Nine games into the 2005 season, the Washington Nationals were 5-4 before playing their first game at RFK, a win against the Arizona Diamondbacks that featured a long home run by Vinny Castilla. Everywhere we looked, we saw promise and hope. Nine games into the 2006 season, the Nationals are 2-7, and could easily be 0-9 if they hadn't caught Billy Wagner and Roy Oswalt on bad days. And with only a few minor exceptions, individual players are playing up to their level of ability. Who is going to get hot and help the team? Brandon Watson is playing terribly, but we all expected that. Jose Guillen is cold but, based on his current physical limitations, no one was looking for a hot start. Where does the extra offense, the better pitching, going to come from?

Nowhere.

I'm afraid that while the Nationals aren't playing up to their potential, they're pretty darn close.
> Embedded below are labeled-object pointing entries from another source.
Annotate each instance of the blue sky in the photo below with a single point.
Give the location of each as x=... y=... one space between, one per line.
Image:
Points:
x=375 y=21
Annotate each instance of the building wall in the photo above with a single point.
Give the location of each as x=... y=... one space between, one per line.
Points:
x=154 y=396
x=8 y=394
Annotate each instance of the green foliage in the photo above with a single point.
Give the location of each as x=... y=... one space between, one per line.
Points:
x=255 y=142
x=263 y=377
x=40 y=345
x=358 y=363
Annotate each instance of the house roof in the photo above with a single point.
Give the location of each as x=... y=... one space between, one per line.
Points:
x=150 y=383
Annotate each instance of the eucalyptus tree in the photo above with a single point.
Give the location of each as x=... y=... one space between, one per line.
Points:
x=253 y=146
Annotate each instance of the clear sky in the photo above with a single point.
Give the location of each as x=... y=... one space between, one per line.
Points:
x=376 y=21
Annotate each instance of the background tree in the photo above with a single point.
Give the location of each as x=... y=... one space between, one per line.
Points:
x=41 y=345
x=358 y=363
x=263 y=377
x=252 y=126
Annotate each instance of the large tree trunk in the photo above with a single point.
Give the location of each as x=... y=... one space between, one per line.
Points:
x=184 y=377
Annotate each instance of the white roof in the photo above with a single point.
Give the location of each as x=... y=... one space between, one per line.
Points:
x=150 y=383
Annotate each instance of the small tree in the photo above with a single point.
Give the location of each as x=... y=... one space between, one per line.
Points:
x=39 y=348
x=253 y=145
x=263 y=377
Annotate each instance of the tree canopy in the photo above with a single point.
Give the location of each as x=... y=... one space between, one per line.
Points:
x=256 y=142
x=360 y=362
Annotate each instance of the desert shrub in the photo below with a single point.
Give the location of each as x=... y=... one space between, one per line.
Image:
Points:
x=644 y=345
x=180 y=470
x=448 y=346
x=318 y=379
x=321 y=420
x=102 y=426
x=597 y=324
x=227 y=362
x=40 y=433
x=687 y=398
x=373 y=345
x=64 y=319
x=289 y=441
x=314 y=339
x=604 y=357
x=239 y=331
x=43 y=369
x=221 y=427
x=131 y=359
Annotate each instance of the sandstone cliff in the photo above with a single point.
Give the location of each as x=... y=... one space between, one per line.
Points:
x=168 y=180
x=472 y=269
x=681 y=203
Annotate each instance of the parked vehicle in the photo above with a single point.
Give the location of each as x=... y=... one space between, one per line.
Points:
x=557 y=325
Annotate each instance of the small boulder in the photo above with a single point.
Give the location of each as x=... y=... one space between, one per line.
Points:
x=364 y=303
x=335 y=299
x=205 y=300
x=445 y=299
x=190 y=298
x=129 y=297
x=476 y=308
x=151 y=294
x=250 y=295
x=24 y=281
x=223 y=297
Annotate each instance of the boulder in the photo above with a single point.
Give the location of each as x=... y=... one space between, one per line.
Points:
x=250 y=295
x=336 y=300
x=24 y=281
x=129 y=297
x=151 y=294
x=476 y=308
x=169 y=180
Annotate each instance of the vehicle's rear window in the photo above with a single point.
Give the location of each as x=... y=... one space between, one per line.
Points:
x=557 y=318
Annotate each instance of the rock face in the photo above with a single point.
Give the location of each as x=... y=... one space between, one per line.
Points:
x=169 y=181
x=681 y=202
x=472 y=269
The Nationals are getting "dinked" to death. They aren't giving up 10 runs in an inning. They give up one in the third, another in the fourth, two in the 7th and one in the 8th. Suddenly, you look up at the scoreboard and the team is down 5-1 and that, as they say, is that.
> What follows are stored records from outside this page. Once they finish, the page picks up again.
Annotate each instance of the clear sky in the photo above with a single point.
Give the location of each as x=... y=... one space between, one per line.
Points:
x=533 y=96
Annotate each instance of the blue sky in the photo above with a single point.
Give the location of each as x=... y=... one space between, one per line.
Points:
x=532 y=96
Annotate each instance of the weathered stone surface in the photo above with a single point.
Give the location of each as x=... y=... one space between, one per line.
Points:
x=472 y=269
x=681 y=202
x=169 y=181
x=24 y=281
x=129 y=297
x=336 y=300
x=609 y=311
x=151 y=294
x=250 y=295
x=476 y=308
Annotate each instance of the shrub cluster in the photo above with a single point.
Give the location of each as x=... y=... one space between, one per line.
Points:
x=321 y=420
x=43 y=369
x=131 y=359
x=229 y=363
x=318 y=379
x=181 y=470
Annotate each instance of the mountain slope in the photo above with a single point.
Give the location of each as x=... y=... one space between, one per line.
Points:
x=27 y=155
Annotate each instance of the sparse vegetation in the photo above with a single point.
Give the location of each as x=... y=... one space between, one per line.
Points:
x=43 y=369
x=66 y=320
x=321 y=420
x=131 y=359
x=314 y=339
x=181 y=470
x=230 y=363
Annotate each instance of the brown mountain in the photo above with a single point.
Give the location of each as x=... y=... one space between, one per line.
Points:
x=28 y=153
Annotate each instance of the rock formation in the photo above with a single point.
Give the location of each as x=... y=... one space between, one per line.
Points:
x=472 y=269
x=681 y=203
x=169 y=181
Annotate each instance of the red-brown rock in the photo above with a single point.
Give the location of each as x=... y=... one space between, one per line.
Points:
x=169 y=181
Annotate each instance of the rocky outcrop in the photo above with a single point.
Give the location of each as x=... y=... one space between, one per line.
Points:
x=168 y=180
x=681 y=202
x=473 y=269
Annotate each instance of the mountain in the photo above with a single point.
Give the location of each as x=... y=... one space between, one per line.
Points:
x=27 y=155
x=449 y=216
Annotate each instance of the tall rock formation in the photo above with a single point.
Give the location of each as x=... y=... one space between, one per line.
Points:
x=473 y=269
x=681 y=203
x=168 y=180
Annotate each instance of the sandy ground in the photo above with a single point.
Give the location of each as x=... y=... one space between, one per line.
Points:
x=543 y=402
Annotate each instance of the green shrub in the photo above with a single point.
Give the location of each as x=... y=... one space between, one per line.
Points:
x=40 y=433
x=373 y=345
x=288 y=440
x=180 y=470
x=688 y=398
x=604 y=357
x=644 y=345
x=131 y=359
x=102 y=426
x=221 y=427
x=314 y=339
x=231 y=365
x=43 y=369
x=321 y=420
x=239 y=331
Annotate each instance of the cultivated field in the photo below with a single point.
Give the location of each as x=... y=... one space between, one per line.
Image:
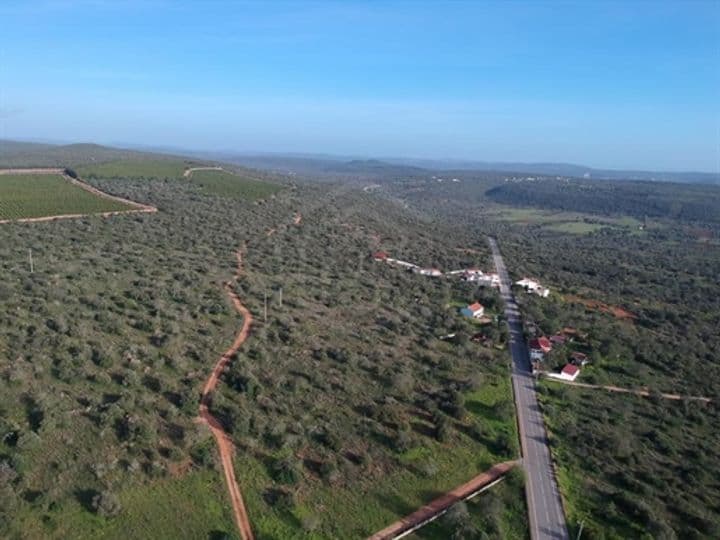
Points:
x=136 y=168
x=224 y=184
x=24 y=196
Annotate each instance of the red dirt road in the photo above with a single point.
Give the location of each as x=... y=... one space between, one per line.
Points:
x=638 y=392
x=442 y=503
x=224 y=444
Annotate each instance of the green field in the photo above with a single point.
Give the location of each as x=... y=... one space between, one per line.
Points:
x=563 y=222
x=229 y=185
x=138 y=168
x=191 y=506
x=421 y=474
x=35 y=196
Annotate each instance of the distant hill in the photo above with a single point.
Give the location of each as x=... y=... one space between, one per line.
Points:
x=322 y=164
x=14 y=153
x=22 y=154
x=563 y=169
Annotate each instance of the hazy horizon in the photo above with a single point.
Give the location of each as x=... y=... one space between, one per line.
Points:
x=603 y=85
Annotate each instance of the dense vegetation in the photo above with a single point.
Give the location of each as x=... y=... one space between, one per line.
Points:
x=646 y=305
x=346 y=407
x=685 y=202
x=40 y=195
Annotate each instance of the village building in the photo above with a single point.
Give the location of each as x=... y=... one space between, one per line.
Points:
x=539 y=347
x=533 y=286
x=475 y=311
x=568 y=373
x=579 y=359
x=433 y=272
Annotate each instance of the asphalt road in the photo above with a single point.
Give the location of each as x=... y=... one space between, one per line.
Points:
x=547 y=520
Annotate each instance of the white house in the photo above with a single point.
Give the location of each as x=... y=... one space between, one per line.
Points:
x=568 y=373
x=533 y=286
x=527 y=283
x=434 y=272
x=489 y=280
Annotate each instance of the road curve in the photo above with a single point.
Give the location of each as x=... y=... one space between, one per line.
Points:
x=545 y=510
x=225 y=446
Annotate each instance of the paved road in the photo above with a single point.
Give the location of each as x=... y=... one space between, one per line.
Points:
x=547 y=520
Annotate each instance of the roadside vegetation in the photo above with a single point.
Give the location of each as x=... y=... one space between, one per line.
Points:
x=41 y=195
x=347 y=409
x=645 y=305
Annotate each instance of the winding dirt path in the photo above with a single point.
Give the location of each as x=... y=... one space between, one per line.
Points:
x=225 y=446
x=638 y=392
x=136 y=207
x=439 y=506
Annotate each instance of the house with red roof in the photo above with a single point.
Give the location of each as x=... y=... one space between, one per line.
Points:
x=579 y=359
x=475 y=311
x=539 y=347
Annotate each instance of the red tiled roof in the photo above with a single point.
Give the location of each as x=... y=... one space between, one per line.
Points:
x=570 y=369
x=544 y=343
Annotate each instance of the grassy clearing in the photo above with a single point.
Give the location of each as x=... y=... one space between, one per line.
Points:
x=575 y=227
x=630 y=467
x=229 y=185
x=159 y=168
x=192 y=506
x=499 y=512
x=563 y=222
x=35 y=196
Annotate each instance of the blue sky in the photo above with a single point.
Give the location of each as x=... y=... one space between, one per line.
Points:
x=606 y=84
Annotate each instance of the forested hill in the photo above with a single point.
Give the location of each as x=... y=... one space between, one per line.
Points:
x=687 y=202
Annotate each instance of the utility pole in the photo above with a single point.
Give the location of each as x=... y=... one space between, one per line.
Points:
x=265 y=310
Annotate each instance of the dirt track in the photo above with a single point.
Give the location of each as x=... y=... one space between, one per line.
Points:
x=638 y=392
x=224 y=444
x=441 y=504
x=136 y=207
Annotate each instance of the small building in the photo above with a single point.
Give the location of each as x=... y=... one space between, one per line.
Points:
x=475 y=311
x=527 y=283
x=543 y=292
x=539 y=347
x=433 y=272
x=533 y=286
x=489 y=280
x=579 y=359
x=568 y=373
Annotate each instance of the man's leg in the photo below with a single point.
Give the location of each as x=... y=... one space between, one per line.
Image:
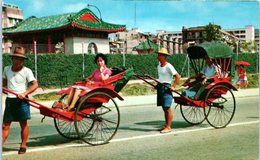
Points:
x=24 y=133
x=5 y=131
x=168 y=114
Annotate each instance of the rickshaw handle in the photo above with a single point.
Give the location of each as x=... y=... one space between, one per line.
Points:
x=33 y=103
x=154 y=79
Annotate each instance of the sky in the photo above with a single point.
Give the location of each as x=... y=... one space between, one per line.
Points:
x=153 y=15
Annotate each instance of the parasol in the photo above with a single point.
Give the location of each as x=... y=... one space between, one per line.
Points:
x=243 y=63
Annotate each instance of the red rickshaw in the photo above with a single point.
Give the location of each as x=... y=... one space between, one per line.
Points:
x=96 y=117
x=217 y=103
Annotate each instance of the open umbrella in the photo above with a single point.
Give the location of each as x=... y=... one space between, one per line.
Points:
x=244 y=63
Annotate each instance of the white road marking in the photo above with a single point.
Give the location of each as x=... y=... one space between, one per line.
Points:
x=127 y=139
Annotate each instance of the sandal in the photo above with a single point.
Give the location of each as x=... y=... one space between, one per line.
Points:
x=166 y=130
x=160 y=129
x=22 y=150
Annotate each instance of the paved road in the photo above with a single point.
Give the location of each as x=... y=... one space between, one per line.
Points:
x=137 y=138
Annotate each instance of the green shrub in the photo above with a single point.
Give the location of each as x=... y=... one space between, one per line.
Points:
x=59 y=70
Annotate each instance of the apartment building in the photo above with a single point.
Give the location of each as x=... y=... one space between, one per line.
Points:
x=247 y=34
x=170 y=40
x=124 y=42
x=244 y=34
x=11 y=15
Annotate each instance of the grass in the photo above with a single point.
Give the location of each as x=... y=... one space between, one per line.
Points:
x=141 y=89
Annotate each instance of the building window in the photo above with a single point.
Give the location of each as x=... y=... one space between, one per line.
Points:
x=92 y=48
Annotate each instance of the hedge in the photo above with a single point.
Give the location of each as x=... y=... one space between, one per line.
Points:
x=59 y=70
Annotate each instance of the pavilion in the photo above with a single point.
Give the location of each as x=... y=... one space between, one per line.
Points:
x=71 y=33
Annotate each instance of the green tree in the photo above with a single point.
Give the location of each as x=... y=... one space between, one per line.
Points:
x=248 y=47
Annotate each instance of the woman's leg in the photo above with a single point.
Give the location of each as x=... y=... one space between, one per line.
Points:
x=71 y=95
x=75 y=99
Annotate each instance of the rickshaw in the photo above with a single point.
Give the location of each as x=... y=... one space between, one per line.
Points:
x=216 y=103
x=96 y=117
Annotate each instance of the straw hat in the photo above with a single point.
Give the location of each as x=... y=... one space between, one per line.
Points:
x=163 y=51
x=19 y=52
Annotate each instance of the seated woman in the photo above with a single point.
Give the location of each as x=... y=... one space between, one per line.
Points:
x=242 y=81
x=202 y=79
x=98 y=76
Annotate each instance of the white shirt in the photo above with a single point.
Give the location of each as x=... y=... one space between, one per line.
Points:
x=166 y=73
x=17 y=81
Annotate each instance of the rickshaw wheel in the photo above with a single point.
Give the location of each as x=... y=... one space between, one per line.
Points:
x=65 y=128
x=192 y=114
x=105 y=119
x=219 y=106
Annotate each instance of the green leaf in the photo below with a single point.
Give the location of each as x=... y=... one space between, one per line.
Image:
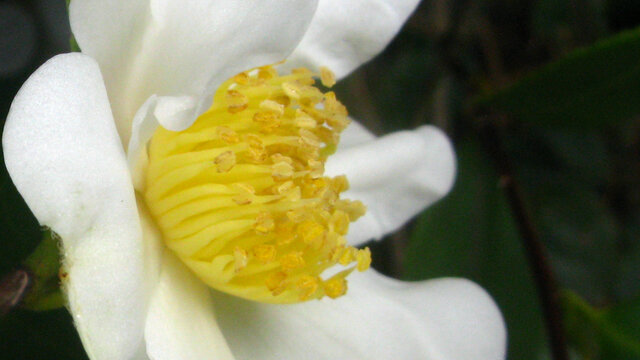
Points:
x=612 y=333
x=471 y=234
x=589 y=87
x=44 y=264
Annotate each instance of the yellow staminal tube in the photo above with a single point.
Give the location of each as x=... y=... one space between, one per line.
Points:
x=241 y=197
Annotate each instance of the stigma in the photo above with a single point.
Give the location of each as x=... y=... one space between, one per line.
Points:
x=241 y=196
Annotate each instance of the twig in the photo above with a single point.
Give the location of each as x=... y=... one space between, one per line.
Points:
x=537 y=257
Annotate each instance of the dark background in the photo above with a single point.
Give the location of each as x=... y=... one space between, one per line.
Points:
x=581 y=186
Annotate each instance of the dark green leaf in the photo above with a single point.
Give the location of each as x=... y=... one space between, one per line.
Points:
x=590 y=87
x=471 y=234
x=612 y=333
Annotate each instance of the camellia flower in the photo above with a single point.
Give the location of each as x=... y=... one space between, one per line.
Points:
x=152 y=217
The Mets won on Wednesday 3-1, beating the Nationals with their dinking stick. Pedro Martinez pitched well enough, but again, he didn't win; the Nationals lost. Jose Vidro continued his hot hitting with a long homer to right, but one home run a game just isn't going to cut it. Did RFK beat the Nationals? Well, I counted at least four, perhaps five balls that might have been home runs in most other parks. The Nationals loaded the bases with no one out, only to have Jose Vidro strikeout and Jose Guillen ground into a double play to end the threat. The season has been one of bad timing, bad calls, bad judgment and, generally, just plain bad.
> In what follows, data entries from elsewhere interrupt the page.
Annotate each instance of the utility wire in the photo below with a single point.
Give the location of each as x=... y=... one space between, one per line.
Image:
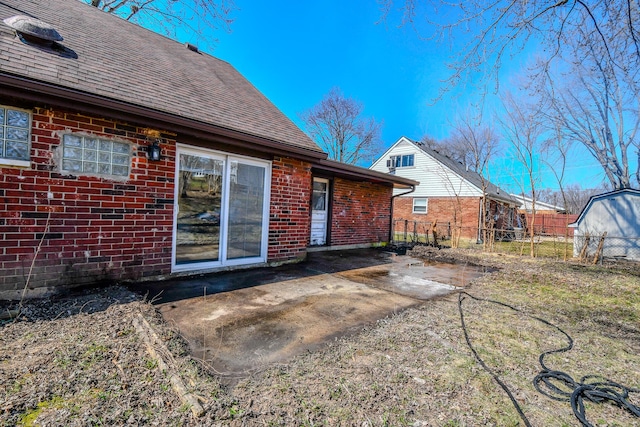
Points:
x=558 y=385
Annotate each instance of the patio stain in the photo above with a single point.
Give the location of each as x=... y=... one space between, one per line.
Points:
x=297 y=308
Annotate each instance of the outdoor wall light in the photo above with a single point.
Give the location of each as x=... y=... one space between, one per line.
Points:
x=153 y=151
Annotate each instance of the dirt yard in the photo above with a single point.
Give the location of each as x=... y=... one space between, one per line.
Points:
x=85 y=359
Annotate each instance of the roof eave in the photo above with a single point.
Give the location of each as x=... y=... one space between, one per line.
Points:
x=333 y=168
x=59 y=96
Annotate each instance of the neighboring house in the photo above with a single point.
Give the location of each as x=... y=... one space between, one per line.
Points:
x=448 y=192
x=127 y=156
x=525 y=205
x=549 y=220
x=616 y=213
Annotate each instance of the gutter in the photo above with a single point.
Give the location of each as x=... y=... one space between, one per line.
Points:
x=45 y=93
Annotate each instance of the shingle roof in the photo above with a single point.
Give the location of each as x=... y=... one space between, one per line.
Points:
x=107 y=56
x=474 y=178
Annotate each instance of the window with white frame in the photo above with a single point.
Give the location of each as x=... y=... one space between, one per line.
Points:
x=420 y=205
x=15 y=133
x=85 y=154
x=401 y=161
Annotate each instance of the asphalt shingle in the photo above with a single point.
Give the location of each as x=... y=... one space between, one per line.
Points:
x=107 y=56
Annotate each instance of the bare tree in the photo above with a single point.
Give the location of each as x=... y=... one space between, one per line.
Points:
x=524 y=129
x=499 y=29
x=597 y=104
x=199 y=17
x=337 y=125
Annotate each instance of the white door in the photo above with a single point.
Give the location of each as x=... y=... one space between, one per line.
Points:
x=319 y=211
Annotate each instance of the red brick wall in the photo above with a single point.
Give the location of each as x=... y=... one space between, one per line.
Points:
x=290 y=212
x=462 y=211
x=84 y=229
x=87 y=230
x=360 y=212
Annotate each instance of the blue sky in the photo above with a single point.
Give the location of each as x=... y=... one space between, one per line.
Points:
x=295 y=52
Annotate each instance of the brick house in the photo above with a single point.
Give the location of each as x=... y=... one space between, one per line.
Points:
x=127 y=156
x=449 y=194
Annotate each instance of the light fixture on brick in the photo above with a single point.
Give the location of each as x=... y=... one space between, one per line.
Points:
x=154 y=151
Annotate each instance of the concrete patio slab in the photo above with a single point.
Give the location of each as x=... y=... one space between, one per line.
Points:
x=241 y=321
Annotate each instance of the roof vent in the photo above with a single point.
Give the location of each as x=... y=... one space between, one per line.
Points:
x=33 y=30
x=191 y=47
The team has no electricity, and as a result, the fans are suffering from a power outage. 29,000+ fans filled 64% of RFK's seats last night.

They reminded me of the fans in the old "Tom Slick" cartoons that I watched on Saturday mornings when I was a kid. While Tom zoomed around the race track to beat the bad guys, the fans in the seats would join together in a very monotone "yay." Nats' fans keep waiting for something to cheer about, but eighteen innings later, there have been only two swings, two home runs, to excite them.

Eight hits in eighteen innings. Yay.

The Nationals have one more chance against the Mets, a day game on Thursday. Livan will try to give the Nats' fans something to cheer about when he takes the mound against Victor Zambrano. Sooner or later, the "bad" karma, or whatever it is that's sinking the guys, has to lift. And these dark days will be forgotten.

At least, I hope so.


Comments:
keep that "glass is half full" attitude -- they'll come back.
 
Glass? What glass.
 
I'm afraid that I've lowered my sights in terms of wins. I thought 75 was reasonable half way through spring training, but now, after injuries and poor play, I'm thinking more in the area of 67 wins.

Sad.
 
If Guillen is just in a slump we'll have better times ahead.
If he's done, I'd be real worried about hitting 70 wins.